Documentaries often get a bad rap. They're staid, boring, pretentious, and they're often about subjects that could bore your average research librarian, when they're not credulous special pleadings biased toward one improbably belief or another. Cannibal Possession: Heart of Ice looks to upend that reputation, somewhat, focusing on the Canadian legend of the Wendigo, though it retains a scholarly air about itself.
Nathan Carlson is something of an amateur Wendigo expert and researcher, so he was happy to be interviewed by his local paper in 2008, discussing the topic. Just a few days later, a man named Vincent Li, one of whose jobs was delivering that same paper, boarded a bus in Manitoba, attacked a passenger, beheaded him, and ate his flesh. Li later begged to be killed in court. This attack deeply disturbed Carlson, and he felt somewhat to blame, since the attack echoed many aspects of the Wendigo legend, and previous incidents that had been linked to it.
Cannibal Possession then proceeds to recount the details of the Wendigo myth, and other murders that seem to be related. They discuss the Trout Lake case, and the Swift Runner case (which also involved cannibalism), in which the killers reportedly claimed to have been possessed by the Wendigo spirit. Carlson is convinced that there is a connection between these and other "suggestive" cases. Wendigo is discussed as a possible mental condition, a contagious psychosis, a prophecy, and history and myth, all revolving around the bus killing and Carlson's feelings of semi-responsibility for it.

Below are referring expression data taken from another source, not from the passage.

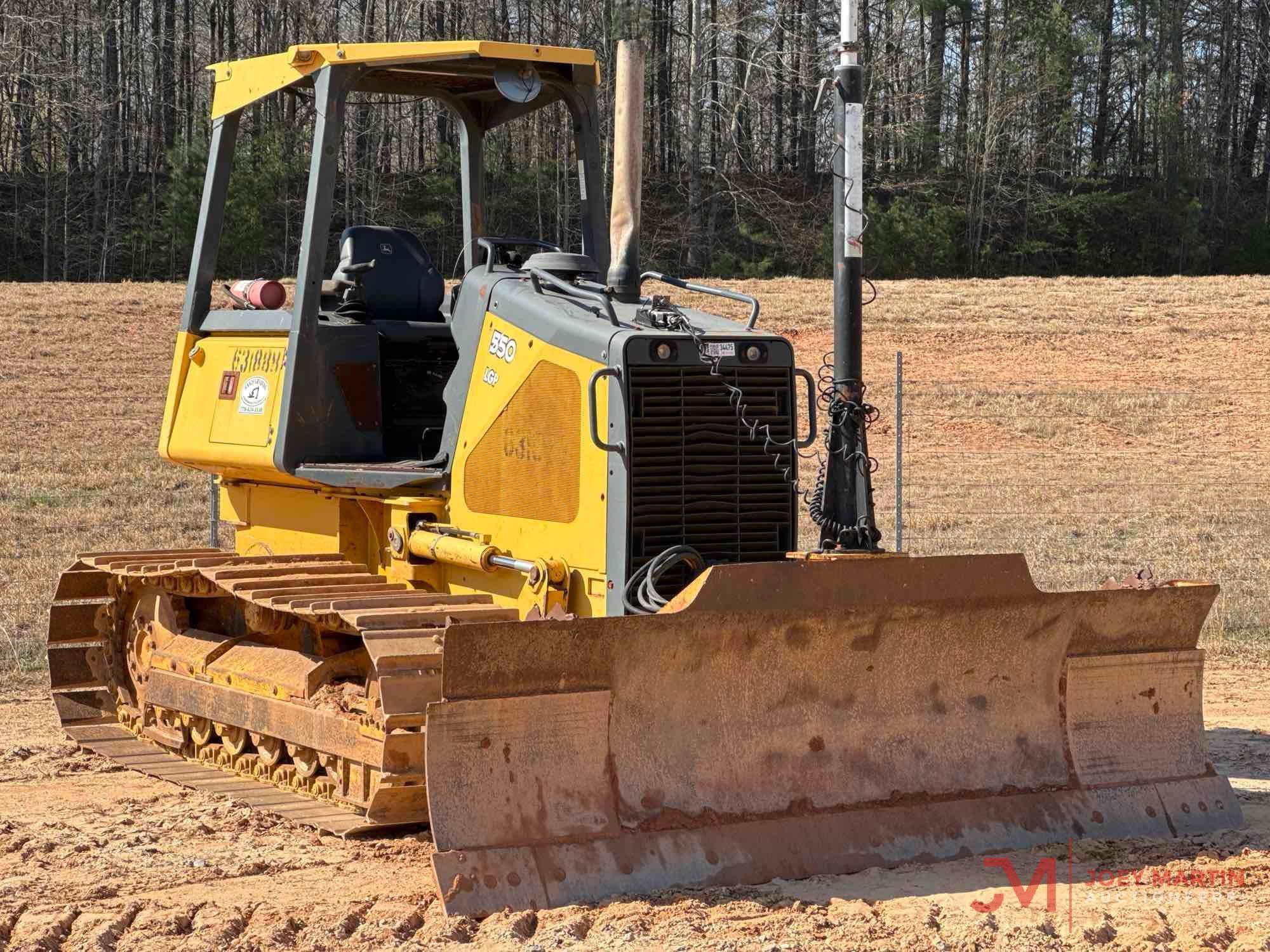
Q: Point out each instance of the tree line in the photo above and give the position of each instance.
(1003, 136)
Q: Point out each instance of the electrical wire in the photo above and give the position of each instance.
(641, 595)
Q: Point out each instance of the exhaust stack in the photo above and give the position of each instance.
(628, 171)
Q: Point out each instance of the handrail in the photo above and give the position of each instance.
(811, 408)
(619, 447)
(538, 277)
(707, 290)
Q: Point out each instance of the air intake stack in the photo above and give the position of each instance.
(628, 171)
(845, 508)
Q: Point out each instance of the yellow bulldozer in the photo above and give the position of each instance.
(521, 562)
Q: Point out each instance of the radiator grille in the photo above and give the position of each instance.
(697, 475)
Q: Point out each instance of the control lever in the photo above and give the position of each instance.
(354, 304)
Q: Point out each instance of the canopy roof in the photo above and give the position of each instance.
(462, 68)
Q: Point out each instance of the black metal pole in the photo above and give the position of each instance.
(848, 506)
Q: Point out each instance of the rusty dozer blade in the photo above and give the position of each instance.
(802, 718)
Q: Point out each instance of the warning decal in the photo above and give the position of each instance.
(255, 394)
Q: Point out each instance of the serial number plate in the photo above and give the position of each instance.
(726, 348)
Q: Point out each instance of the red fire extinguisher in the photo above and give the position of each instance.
(258, 295)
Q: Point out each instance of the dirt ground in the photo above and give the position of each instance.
(1094, 425)
(97, 857)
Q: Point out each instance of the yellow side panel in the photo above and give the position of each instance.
(225, 416)
(526, 473)
(534, 442)
(289, 521)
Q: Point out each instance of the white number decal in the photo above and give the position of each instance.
(502, 346)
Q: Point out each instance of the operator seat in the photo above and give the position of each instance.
(404, 285)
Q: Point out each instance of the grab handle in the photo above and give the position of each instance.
(811, 408)
(620, 449)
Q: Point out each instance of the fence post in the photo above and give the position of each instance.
(900, 451)
(214, 511)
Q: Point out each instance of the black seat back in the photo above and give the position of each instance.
(404, 285)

If that's all it was, a series of post hoc ergo propter hoc fallacies and too credulous connecting of perhaps unrelated dots, then the film would have been another conspiratorial failure. But the producers (of whom Carlson is one) chose to bring some actual experts in various fields related to the topic, including anthropologist Robert Brightman, who got his PhD from the University of Chicago, and Dr. Liam Ennis, a forensic psychologist. Geoff Desmoulin from Deadliest Warrior, a biochemical engineer and no slouch himself, also provides some commentary. These three are significantly skeptical about Carlson's ideas, though in a friendly way, and they provide a lot of relevant information and opinion about the Wendigo, particularly Brightman who has studied the belief extensively. Their comments provide a nice counterpoint to the more invested pronouncements of the true believer Carlson.
While the other commentators don't tend to agree with Carlson, except perhaps pop historian Mike Dash, they all seem to like him and be kindly inclined toward him. They aren't out to tear down his beliefs or undercut him, just point out their own opinions without malice. And Carlson is a likeable and engaging fellow, and even if you don't believe what he believes, he tells a compelling story. When you've finished watching the film, you might not be more inclined to believe in the Wendigo, but you'll certainly know a lot more about it.
That said, the film does tend to be a bit listless at times, and it's difficult to see the point of the endeavor. The connection between Carlson and the bus killing is tenuous at best, and that is the lynch pin that holds the narrative together, leaving the film feeling light and disconnected. Regardless, it holds the attention, and provides an awful lot of information about an interesting legend. Recommended.